SA Liquor Brand owners Association (Salba) chairperson Sibani Mngadi said the four bans on alcohol sales resulted in a total loss in retail sales revenue of R45.1bn, or equivalent to 15.8% of the sector’s projected sales for 2020 and 2021.
What hasn't changed
State of disaster
Government recently extended the national state of disaster by a further month, despite many calls by politicians to end it.
The state of disaster was extended to January 2022, making it just shy of two years under the state of disaster since it was declared at the end of March 2020.
In a government gazette published, co-operative governance and traditional affairs minister Nkosazana Dlamini-Zuma said the extension considers the need to augment the existing legislation and contingency arrangements undertaken by the organs of state to address the impact of the disaster.
Limit on gatherings
Since the start of the lockdown, there has been a limit on large gatherings. In the latest directives, issued this week the limit was extended to no more than 1,000 people indoors and no more than 2,000 people outdoors.
Where the venue is too small to accommodate these numbers with appropriate social distancing, then no more than 50 per cent of the capacity of the venue may be used.
Attending sporting events live
While FNB Stadium was briefly open for Bafana Bafana's football matches earlier this year, sports arenas remain largely closed to fans.
Sports minister Nathi Mthethwa said in February thatallowing fans back into stadiums will be at the tail-end of the government’s process of fully opening up the economy
Royal AM's superfan Joy “Mama Joy” Chauke, welcomed the return of local football league matches in the evenings in December but called for it to be accompanied by spectators returning to stadiums.
“It is a good move but supporters want to return to the stadiums.

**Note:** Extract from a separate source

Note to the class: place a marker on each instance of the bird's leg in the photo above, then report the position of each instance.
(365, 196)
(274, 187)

They can’t be saying matches are moving back to their original time slots but they are not opening for us.
“I am hoping that by January or February we will be allowed to go back to the stadiums because that is the most important thing for the fans out there.It has been so long. Covid-19 is still going to be with us for a long time to come, I think the best way to go about it is to allow vaccinated fans into stadiums,” she said.